The English band Alt-J released a song about the film, titled "Matilda". The first line in the lyrics, "This is from Matilda", refers to Léon's last words, shortly before his grenades detonate and kill Stansfield. South Korean comedian Park Myeong-su and singer-songwriter IU released and performed a song, "Leon", inspired by the film for a bi-annual music festival of South Korea's variety show, Infinite Challenge, in 2015. In 2022, UK rapper Knucks released his song "Leon the Professional" as part of his Alpha Place album.

==Future==
Besson wrote a script for a sequel, Mathilda, but filming was delayed until Portman was older. In the script, Mathilda is described as "older" and "more mature" and works as a cleaner. However, in the meantime, Besson left Gaumont to start a movie studio, EuropaCorp. Unhappy at Besson's departure, Gaumont "has held The Professional rights close to the vest—and will not budge".

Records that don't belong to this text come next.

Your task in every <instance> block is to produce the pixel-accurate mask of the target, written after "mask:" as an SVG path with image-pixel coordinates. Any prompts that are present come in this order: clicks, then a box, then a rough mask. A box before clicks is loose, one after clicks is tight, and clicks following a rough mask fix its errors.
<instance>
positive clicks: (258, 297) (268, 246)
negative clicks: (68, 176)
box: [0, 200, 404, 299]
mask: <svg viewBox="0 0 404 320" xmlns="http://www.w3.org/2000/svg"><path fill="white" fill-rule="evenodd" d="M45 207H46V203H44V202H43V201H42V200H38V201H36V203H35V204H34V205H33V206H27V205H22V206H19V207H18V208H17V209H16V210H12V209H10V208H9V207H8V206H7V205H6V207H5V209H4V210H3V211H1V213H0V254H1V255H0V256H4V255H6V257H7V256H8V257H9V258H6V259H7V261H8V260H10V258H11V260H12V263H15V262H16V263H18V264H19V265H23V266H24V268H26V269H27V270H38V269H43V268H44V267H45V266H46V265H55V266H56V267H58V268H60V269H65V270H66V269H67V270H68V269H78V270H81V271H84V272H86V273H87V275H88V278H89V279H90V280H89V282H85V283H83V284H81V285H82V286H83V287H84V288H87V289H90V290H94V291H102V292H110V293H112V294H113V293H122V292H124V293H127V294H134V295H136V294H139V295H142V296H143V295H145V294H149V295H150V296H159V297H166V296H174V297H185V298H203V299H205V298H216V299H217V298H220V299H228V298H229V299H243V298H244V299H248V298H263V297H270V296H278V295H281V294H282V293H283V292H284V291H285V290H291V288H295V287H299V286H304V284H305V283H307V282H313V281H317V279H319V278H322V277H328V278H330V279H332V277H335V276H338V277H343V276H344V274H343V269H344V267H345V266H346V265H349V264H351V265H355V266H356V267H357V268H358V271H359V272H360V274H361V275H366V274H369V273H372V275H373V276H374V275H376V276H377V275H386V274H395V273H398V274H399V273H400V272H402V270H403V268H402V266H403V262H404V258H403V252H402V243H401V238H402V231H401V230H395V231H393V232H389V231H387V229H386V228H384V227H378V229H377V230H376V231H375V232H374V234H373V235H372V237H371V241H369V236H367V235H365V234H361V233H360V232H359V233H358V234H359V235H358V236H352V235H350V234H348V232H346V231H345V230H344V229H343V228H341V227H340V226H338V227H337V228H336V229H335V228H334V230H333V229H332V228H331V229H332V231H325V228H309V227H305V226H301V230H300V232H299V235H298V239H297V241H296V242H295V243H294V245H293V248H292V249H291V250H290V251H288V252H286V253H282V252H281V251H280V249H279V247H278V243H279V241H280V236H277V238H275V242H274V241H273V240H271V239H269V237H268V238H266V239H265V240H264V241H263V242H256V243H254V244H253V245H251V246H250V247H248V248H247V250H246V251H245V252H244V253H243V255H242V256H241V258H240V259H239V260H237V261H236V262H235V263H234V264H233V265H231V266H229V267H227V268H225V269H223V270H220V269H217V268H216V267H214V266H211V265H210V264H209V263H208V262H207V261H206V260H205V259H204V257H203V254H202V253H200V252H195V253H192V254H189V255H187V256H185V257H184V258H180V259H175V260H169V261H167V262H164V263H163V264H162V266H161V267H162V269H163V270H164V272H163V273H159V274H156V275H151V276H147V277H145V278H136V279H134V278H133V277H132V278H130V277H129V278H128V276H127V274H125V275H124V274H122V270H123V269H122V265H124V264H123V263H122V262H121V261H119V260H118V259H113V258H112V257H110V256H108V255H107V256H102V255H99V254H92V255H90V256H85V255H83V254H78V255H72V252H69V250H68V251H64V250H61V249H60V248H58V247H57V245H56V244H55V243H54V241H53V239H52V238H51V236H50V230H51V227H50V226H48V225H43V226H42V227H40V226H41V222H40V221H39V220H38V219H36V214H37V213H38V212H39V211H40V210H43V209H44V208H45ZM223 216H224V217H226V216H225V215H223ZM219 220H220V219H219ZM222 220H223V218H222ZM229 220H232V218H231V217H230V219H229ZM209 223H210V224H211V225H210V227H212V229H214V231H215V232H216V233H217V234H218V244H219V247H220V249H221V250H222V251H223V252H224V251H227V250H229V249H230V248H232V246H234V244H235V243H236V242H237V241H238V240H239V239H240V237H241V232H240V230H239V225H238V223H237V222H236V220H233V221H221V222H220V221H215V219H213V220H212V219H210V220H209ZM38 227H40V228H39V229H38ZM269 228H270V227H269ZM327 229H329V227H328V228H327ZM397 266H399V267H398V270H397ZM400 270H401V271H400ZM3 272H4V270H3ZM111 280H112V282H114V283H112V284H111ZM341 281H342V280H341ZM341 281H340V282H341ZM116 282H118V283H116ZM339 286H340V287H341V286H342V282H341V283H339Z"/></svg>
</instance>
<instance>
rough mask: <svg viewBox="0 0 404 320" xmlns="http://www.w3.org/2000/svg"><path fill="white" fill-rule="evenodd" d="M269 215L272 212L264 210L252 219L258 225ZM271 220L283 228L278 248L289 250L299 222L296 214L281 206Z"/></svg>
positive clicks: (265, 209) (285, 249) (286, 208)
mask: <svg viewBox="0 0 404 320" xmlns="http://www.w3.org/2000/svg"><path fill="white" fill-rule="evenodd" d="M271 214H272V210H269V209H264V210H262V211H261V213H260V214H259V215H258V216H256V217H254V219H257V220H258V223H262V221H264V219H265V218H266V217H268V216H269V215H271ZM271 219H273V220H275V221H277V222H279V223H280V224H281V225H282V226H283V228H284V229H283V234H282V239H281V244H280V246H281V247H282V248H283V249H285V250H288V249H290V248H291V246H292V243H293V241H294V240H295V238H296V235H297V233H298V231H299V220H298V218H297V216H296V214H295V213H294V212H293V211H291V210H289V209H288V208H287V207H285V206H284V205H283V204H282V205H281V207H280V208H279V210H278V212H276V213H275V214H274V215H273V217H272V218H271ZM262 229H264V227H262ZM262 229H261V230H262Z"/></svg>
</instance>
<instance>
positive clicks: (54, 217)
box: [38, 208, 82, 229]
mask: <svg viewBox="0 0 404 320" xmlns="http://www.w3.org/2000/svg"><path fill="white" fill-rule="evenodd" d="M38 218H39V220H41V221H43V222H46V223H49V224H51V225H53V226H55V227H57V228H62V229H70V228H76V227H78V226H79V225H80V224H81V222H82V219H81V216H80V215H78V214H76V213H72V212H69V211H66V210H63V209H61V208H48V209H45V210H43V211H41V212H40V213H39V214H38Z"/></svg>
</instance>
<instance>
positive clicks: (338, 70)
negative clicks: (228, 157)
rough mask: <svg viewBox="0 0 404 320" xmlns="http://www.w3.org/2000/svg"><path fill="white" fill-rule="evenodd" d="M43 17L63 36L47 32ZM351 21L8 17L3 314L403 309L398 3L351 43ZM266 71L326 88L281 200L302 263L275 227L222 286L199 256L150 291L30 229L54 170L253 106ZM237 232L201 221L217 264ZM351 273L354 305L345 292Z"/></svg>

In 2011, director Olivier Megaton told reporters that he and Besson used the script for Mathilda as the basis for Colombiana, a film about a young 'cleaner' played by Zoe Saldaña. Like Mathilda, her character goes to war with a drug cartel as revenge for the murder of her family when she was a child.

==Extended version==
There is an extended version of the film, referred to as the "international version", "version longue", or "version intégrale". Containing 25 minutes of additional footage, it is sometimes called the "Director's Cut", but Besson refers to the original version as the Director's Cut and the new version as "The Long Version".

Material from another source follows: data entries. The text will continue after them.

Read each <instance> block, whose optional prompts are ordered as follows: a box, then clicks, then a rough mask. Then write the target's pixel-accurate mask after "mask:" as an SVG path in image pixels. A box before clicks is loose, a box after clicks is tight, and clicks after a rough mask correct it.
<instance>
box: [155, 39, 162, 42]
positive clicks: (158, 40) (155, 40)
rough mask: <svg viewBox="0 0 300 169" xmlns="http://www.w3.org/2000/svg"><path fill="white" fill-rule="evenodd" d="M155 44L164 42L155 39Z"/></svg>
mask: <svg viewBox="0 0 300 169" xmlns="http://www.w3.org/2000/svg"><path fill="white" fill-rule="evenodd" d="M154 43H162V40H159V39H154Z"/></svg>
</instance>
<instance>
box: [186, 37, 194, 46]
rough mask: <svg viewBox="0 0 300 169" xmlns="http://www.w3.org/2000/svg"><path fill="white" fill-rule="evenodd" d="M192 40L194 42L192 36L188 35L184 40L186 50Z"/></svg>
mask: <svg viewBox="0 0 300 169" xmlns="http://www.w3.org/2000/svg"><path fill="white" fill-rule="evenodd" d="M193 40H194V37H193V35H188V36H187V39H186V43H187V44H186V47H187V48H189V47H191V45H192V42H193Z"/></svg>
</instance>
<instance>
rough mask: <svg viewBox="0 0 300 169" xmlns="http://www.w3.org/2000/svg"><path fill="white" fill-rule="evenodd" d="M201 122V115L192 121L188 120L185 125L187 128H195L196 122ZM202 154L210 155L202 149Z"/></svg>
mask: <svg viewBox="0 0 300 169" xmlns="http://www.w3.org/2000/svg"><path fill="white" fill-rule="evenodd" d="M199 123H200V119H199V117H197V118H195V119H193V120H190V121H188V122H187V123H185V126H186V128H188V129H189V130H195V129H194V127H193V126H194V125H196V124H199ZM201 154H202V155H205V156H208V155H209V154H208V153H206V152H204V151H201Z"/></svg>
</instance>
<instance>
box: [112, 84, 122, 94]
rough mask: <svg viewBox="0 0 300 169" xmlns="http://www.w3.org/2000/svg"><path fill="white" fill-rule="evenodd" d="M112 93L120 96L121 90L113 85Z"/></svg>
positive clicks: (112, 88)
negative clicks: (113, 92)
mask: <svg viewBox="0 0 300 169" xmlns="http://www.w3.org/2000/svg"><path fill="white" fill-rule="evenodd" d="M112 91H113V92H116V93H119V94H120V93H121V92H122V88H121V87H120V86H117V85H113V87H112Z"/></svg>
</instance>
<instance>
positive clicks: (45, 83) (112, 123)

According to Besson, this is the version he wanted to release; however, the extra scenes tested poorly with Los Angeles preview audiences. The additional material is found in the film's second act, and it depicts more of the interactions and relationship between Léon and Mathilda, as well as explicitly demonstrating how Mathilda accompanies Léon on several of his hits as "a full co-conspirator", to further her training as a contract killer.